Background
The Center for Disease Control (CDC) states that the number of deaths per year due to Influenza and Pneumonia related illnesses has reached up to 55,227 in select years [7]. Additionally, MRSA causes approximately 14,000 deaths and 250,000 hospitalizations per year [5]. Self- cleaning surfaces, such as copper, are being used in hospitals to prevent the spread of infectious diseases across medical equipment and work surfaces [20, 14]. It is believed that the contact killing mechanism for microbes is copper ion diffusion, indicating that with increases in Cu concentration there is an increased kill rate [12]. Cold spray is an additive manufacturing method used to coat surfaces with Cu and other metals. Cold spray propels metal powder particles at a high velocity (600-1000 m/s) and relatively low temperature (100-500°C) at a substrate to form low porosity and low oxide coatings. The high hardness and density of the coating from the cold spray process results in an increased kill rate as compared to other additive methods using lower-velocity processes [9]
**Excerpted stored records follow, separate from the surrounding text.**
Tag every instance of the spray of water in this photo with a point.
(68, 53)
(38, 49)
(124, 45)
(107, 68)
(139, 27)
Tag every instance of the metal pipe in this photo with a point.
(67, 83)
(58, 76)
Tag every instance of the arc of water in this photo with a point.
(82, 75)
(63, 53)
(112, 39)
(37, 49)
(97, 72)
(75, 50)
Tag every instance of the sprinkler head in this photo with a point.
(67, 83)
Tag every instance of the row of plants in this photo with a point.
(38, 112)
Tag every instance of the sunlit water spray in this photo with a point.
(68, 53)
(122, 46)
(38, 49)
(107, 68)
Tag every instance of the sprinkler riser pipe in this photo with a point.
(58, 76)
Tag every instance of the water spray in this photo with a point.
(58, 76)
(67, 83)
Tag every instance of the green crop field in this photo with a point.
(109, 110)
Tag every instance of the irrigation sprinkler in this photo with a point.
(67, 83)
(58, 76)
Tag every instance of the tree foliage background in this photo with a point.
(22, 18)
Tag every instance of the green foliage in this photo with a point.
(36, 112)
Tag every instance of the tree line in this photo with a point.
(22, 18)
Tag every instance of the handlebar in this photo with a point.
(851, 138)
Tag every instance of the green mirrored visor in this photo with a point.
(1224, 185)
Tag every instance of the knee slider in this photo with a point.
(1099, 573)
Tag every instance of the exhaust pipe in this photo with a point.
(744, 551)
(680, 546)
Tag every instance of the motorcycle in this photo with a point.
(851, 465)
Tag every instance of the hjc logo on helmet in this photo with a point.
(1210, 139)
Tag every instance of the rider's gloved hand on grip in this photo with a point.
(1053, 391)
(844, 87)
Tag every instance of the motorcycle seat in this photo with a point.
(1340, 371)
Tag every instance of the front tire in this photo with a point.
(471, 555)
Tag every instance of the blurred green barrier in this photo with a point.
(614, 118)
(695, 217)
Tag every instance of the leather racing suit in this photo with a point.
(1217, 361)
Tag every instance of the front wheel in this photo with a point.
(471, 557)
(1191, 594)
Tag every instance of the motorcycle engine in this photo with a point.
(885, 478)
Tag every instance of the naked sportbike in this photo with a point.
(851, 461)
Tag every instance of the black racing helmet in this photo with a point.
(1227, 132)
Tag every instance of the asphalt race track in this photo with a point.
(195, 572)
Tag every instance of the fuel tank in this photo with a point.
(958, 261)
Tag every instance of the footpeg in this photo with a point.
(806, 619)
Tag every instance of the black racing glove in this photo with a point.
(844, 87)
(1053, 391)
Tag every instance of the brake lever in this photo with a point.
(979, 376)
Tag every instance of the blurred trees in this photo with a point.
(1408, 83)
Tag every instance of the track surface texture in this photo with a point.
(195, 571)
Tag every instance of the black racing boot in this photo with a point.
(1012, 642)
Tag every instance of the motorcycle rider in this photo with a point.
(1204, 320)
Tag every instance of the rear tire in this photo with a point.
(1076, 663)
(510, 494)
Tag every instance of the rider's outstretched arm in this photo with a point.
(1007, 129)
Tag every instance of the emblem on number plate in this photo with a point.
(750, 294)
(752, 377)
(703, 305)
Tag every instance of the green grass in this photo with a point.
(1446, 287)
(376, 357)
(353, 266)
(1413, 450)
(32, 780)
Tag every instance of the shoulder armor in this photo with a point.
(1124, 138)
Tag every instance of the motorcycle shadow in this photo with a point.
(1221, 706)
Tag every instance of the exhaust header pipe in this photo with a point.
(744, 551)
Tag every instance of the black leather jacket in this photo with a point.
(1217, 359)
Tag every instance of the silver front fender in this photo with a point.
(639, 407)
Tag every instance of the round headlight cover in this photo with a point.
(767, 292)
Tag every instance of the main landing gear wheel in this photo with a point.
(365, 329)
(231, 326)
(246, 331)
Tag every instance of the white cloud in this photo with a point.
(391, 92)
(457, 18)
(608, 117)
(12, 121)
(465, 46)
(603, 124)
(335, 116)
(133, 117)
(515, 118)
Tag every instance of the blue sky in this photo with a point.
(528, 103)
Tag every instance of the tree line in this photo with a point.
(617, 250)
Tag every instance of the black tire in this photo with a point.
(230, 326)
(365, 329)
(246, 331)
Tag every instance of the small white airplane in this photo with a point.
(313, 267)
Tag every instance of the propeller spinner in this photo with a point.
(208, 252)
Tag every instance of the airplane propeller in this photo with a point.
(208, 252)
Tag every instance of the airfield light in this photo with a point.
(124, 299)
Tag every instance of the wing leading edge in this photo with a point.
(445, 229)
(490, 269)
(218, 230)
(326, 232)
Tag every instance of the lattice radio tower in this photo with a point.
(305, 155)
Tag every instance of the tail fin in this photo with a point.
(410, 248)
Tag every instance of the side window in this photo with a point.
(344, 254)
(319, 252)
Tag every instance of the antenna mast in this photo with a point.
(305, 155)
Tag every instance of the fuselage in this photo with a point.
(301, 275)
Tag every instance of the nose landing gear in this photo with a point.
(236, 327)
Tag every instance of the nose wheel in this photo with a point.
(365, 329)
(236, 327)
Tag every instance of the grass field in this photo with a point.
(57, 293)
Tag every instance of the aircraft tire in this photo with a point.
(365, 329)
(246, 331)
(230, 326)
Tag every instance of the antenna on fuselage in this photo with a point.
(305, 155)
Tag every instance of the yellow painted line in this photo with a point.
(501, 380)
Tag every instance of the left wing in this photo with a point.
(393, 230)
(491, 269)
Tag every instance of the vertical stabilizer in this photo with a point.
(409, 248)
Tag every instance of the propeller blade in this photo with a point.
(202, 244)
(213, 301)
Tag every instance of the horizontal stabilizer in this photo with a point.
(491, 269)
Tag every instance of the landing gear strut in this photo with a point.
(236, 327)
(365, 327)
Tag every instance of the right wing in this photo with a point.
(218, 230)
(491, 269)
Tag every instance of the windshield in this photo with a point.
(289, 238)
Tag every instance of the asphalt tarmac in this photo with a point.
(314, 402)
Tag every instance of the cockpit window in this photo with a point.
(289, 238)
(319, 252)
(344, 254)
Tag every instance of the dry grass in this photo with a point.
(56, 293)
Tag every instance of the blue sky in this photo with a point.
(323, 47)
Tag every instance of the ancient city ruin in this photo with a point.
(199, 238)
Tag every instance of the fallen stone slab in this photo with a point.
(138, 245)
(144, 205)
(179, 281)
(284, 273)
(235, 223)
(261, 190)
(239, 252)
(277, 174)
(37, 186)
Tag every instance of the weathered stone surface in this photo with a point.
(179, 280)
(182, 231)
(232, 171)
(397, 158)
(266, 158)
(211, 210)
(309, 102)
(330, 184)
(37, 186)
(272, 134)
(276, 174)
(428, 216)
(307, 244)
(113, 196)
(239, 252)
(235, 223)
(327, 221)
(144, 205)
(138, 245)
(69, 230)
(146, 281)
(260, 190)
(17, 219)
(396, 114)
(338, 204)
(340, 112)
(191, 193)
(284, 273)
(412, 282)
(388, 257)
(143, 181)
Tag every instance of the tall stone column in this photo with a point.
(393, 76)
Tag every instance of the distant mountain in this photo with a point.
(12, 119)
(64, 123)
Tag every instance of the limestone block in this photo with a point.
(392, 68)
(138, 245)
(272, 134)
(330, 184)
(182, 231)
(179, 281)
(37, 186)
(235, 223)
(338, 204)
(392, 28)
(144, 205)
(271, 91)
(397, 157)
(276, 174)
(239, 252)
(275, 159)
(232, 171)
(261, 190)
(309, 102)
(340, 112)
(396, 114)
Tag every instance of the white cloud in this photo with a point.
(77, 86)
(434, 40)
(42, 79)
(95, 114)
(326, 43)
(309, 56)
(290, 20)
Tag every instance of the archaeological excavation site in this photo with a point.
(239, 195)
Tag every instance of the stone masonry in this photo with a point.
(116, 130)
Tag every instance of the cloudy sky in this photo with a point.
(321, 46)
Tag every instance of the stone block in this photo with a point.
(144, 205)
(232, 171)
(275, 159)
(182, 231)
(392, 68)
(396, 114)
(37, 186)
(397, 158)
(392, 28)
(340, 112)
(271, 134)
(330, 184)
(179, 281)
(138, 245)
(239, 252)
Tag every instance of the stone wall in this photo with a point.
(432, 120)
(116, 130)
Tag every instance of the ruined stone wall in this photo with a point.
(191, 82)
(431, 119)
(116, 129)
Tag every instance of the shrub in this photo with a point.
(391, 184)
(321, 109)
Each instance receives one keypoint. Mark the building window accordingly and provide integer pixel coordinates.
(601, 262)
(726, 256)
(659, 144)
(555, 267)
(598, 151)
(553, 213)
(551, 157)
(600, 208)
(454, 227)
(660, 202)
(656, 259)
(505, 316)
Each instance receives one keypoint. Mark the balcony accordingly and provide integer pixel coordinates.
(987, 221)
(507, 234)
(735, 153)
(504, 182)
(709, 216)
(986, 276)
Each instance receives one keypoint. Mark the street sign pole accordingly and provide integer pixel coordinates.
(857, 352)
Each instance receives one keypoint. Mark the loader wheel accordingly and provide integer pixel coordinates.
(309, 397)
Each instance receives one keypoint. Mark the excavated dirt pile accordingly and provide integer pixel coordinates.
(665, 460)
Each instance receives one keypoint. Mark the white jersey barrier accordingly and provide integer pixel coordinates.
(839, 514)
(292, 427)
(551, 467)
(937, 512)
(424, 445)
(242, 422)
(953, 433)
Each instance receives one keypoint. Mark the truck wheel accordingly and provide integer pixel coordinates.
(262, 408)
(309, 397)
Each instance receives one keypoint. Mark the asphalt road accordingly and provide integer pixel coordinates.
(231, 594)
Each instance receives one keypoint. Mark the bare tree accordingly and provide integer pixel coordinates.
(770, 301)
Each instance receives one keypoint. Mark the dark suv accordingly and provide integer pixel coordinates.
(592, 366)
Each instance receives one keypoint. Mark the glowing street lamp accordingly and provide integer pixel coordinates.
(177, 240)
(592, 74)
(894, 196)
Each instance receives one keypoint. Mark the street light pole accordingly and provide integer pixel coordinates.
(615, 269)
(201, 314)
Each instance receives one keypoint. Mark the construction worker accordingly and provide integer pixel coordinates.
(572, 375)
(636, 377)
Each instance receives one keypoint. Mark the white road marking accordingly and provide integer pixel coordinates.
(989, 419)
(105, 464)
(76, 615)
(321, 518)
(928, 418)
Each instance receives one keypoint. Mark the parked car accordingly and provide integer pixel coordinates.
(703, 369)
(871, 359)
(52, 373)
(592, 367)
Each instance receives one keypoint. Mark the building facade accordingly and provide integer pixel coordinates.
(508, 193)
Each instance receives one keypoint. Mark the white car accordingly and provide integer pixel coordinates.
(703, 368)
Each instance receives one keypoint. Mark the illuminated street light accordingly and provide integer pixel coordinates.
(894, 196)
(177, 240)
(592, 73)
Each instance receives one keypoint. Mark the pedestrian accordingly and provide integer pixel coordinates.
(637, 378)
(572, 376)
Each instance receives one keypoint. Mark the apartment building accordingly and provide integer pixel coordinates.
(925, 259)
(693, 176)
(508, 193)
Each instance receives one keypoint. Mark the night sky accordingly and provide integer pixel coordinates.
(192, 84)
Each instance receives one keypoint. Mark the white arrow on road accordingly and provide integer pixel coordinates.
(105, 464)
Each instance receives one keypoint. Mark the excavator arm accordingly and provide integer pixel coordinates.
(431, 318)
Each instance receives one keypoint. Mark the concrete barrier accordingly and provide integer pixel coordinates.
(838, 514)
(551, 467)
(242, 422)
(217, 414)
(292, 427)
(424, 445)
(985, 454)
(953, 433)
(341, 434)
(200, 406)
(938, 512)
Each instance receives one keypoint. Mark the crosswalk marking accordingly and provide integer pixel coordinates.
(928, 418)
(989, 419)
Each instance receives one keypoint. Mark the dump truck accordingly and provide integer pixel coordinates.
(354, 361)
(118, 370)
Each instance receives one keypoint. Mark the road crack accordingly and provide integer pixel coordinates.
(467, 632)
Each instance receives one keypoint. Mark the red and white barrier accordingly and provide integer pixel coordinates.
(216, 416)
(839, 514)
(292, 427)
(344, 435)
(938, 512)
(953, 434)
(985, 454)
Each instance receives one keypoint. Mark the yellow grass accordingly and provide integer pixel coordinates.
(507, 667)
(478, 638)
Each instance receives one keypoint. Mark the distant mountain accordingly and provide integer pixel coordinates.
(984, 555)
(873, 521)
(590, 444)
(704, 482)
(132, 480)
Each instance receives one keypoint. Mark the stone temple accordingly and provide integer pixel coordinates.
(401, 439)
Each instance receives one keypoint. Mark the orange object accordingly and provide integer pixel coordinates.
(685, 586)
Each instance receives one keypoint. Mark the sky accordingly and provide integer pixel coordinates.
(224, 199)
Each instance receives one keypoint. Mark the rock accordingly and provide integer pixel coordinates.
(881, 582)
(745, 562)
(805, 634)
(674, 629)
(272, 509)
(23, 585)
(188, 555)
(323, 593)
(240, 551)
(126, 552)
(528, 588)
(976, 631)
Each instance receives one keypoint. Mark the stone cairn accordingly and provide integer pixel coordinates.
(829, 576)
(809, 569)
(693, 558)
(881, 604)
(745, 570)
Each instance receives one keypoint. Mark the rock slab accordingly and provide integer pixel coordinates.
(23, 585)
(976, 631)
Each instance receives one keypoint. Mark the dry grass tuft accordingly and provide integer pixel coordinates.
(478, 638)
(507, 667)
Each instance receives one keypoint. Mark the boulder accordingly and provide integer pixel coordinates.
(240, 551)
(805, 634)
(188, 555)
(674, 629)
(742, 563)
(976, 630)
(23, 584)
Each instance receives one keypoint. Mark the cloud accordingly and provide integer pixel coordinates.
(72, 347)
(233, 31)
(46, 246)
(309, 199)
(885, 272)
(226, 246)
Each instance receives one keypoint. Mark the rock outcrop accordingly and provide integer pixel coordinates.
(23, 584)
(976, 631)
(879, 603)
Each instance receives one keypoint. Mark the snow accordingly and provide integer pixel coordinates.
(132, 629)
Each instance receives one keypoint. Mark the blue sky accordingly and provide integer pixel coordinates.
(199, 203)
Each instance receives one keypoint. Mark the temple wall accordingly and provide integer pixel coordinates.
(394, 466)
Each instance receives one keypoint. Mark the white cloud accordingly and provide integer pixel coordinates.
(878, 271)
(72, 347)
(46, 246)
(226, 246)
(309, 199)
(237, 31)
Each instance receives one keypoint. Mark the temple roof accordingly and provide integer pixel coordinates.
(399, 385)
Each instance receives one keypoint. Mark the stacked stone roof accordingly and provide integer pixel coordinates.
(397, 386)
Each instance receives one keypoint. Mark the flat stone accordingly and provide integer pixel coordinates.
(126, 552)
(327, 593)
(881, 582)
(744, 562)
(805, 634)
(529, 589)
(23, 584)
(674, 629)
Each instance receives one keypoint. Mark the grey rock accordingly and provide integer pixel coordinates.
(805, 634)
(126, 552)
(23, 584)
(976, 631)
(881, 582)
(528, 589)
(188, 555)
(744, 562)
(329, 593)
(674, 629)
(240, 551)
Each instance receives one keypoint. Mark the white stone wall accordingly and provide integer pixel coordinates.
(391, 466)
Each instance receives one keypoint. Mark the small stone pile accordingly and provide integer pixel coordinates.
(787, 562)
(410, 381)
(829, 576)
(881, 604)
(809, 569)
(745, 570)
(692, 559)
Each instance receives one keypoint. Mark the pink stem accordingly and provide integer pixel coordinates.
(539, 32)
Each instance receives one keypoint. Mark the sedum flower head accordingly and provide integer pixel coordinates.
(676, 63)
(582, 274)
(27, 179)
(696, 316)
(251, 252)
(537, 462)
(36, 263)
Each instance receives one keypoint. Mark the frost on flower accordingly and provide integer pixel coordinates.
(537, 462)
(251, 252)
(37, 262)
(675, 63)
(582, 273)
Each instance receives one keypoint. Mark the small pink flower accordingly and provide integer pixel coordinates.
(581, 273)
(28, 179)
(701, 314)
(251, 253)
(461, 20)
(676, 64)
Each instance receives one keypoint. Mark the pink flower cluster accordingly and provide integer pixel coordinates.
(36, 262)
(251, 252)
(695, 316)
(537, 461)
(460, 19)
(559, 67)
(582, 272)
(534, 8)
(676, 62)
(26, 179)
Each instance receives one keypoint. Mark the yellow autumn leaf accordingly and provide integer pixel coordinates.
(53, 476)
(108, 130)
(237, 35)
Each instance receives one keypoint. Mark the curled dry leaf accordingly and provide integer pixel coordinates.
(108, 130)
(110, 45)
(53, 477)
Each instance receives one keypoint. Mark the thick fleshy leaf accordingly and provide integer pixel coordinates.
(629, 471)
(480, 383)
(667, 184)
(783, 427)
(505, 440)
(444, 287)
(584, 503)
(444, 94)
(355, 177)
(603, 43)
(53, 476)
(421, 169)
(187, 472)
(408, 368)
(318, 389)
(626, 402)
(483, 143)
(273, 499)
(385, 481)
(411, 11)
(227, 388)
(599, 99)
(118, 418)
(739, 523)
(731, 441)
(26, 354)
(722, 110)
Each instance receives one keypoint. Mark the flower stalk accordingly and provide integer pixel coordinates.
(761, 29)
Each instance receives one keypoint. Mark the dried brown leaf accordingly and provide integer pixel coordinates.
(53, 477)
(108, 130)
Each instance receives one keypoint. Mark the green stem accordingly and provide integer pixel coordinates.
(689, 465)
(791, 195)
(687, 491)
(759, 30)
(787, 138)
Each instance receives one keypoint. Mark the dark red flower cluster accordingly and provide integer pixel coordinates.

This is a follow-on study to the paper “Effectiveness of Nanomaterial Copper Cold Spray Surfaces on Inactivation of Influenza A Virus” [19]. This paper explores the relationship between work hardening, grain boundaries and ion diffusion. Where, the velocity of the cold spray process coupled with the unique grain structure of the nanomaterial Cu allowes for increased kill rate of Influenza A Virus. Cold sprayed nanomaterial Cu coating was compared to cold sprayed conventional Cu coating, which contained larger particles with fewer grain boundaries. The results from testing are shown in Figure 1. [19]
Figure 1: : Percent reduction of MRSA and influenza A virus after 2 hour exposure to various copper deposits.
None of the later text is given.